Tuesday, October 3, 2017

PENTECOST XVIII 2017 (Proper 22)

Laboring in the Vineyard
The Gospel for this week is yet another parable set in a vineyard. Strictly, it is an allegory since it is not simply a story with a message, but one in which the participants can be directly correlated with the people to whom, and about whom, the story is told

On the surface, the parallels are not hard to see. God is the owner of the vineyard. The tenants are those entrusted with witnessing to his lordship. The slaves are the Old Testament prophets sent by God, time and again, to recall his people to faithful obedience. In the face of their repeated rejection the landlord’s own son – Jesus – is sent to the vineyard. His murder at the hands of the tenants brings God’s wrath upon them, and custody of the vineyard is placed in other hands.
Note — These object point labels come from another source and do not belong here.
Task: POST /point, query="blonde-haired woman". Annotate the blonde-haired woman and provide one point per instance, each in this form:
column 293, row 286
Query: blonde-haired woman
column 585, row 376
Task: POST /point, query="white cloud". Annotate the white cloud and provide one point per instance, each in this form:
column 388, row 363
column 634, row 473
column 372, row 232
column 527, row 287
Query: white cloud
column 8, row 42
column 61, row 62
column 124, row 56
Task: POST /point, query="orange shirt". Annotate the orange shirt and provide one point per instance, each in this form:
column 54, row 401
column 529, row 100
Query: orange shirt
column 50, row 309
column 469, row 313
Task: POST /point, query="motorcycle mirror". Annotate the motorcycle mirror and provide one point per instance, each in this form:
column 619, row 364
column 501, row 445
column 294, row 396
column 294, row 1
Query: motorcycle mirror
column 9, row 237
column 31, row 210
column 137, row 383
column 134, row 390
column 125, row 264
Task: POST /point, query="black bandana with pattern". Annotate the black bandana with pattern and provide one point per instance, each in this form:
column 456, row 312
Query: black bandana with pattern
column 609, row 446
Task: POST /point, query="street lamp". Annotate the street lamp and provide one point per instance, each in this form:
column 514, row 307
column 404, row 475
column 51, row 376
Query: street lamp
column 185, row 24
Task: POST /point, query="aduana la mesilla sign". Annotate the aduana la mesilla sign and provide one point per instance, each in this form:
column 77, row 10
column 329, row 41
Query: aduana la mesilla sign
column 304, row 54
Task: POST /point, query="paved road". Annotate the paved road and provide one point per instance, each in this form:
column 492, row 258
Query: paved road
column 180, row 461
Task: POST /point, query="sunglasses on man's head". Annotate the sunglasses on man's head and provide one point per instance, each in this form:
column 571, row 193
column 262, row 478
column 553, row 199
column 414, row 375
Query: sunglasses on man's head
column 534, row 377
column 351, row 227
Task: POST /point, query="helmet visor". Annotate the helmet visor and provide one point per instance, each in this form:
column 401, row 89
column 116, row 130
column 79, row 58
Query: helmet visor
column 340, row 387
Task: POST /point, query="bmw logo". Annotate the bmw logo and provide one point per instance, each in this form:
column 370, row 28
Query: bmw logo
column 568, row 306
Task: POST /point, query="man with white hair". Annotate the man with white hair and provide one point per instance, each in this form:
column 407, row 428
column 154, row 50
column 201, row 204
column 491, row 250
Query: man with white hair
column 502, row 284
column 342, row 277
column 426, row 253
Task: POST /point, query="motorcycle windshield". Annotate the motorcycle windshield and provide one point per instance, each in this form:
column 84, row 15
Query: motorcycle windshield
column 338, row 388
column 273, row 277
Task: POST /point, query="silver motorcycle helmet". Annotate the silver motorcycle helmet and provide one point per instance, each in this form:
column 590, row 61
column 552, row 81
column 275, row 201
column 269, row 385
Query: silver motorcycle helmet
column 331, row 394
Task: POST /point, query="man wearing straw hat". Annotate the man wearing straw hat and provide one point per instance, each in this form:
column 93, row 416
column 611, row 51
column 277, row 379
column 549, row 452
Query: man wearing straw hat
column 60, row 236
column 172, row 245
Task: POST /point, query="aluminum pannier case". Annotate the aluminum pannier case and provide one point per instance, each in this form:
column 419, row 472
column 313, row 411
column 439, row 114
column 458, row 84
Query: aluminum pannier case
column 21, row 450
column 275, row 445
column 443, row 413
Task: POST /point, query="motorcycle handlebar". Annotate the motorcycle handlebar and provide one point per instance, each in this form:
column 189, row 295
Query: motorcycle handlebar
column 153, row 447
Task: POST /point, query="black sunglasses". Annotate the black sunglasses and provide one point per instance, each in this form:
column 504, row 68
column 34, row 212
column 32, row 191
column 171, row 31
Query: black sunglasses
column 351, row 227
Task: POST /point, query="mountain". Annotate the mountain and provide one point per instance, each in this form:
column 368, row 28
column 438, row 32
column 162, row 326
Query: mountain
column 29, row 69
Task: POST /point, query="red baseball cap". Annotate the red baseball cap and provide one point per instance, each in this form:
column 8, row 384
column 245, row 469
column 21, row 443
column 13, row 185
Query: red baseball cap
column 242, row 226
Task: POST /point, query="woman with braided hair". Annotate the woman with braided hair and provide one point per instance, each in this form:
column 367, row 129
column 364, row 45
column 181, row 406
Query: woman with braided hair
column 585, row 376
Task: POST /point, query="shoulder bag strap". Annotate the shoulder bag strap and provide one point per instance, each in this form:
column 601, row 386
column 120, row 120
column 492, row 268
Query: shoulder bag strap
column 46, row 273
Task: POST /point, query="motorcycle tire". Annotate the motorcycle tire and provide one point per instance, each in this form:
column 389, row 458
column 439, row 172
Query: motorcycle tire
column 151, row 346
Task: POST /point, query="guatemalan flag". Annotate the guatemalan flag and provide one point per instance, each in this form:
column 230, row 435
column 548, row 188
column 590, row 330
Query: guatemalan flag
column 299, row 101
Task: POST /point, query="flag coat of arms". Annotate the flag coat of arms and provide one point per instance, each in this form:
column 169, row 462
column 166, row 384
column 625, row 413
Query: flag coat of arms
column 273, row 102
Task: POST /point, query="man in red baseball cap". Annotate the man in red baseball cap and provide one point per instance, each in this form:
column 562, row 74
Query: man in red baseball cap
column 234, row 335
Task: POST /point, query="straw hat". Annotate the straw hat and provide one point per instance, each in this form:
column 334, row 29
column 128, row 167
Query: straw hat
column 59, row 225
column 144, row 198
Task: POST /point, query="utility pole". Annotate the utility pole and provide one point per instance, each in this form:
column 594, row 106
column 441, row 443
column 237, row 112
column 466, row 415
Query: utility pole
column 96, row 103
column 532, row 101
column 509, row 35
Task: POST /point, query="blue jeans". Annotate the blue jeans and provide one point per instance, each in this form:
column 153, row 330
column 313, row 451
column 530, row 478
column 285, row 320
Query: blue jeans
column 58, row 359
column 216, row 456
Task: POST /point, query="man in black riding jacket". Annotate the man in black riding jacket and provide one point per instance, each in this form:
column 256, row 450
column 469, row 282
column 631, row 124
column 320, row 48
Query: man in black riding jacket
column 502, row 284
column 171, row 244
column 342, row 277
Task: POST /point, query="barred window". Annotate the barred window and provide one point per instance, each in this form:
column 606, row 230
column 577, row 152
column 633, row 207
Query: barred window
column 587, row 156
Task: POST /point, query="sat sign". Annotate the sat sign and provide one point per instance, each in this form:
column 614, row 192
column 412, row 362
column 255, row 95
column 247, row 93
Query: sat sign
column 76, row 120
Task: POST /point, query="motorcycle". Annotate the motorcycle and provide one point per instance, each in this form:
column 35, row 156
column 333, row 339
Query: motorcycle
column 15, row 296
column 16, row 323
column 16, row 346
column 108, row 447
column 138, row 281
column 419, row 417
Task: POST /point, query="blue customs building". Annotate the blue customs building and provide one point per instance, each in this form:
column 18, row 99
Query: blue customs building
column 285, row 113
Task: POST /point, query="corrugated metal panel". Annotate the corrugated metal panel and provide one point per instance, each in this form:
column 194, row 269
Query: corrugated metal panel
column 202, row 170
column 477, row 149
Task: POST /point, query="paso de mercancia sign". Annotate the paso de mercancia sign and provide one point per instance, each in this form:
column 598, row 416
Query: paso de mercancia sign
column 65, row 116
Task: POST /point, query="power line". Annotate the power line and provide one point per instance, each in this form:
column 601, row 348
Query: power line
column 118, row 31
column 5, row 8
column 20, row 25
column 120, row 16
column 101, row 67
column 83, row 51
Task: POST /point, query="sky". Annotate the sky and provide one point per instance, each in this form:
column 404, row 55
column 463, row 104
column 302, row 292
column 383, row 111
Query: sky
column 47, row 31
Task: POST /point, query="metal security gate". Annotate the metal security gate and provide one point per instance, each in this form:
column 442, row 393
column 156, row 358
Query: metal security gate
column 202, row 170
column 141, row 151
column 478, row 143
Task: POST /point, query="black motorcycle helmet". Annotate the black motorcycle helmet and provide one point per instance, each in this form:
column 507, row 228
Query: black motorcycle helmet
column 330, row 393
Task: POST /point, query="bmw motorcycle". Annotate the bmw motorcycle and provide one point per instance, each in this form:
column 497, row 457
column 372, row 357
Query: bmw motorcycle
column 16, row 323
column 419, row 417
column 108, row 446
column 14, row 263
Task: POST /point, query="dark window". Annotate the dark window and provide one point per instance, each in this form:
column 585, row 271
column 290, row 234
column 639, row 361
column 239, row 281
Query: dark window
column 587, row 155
Who exactly are these first tenants? It is easy to misidentify them as the Jews, and hence suppose that the new tenants are the Christians. The lesson from Isaiah puts us right on this score: “the vineyard of the LORD of hosts is the house of Israel”. It is not the tenants, but the vineyard itself, strange to say, that is to be identified with the Chosen People, the fertile ground God has provided. This switches our attention to the leaders of Israel. Forgetting, or disregarding, their obligation to God, they claim the headship of Israel for their own nationalistic purposes. It is in order to rescue his Chosen People, not to abandon them, that God sends his Son. This means that the new tenants do not mark a radical break with the past. Rather, they are called to be more faithful stewards of the same God.

Valazquez St Paul
Paul’s Epistle for this Sunday can be seen to reflect this interpretation of the allegory. He is, he tells the Philippians, "a member of the people of Israel, of the tribe of Benjamin, a Hebrew born of Hebrews; as to the law, a Pharisee", thereby emphatically underlining his own Jewishness, something he never discounts or disowns. But, he says, “whatever gains I had, these I have come to regard as loss  . . .  because of the surpassing value of knowing Christ Jesus my Lord”.

The continuity between Jew and Christian is essential to the Gospel message Paul preaches. It carries this implication, however. If the ancient Pharisees forfeited their spiritual inheritance because of arrogance and complacency, a similar attitude can rob modern Christians of theirs.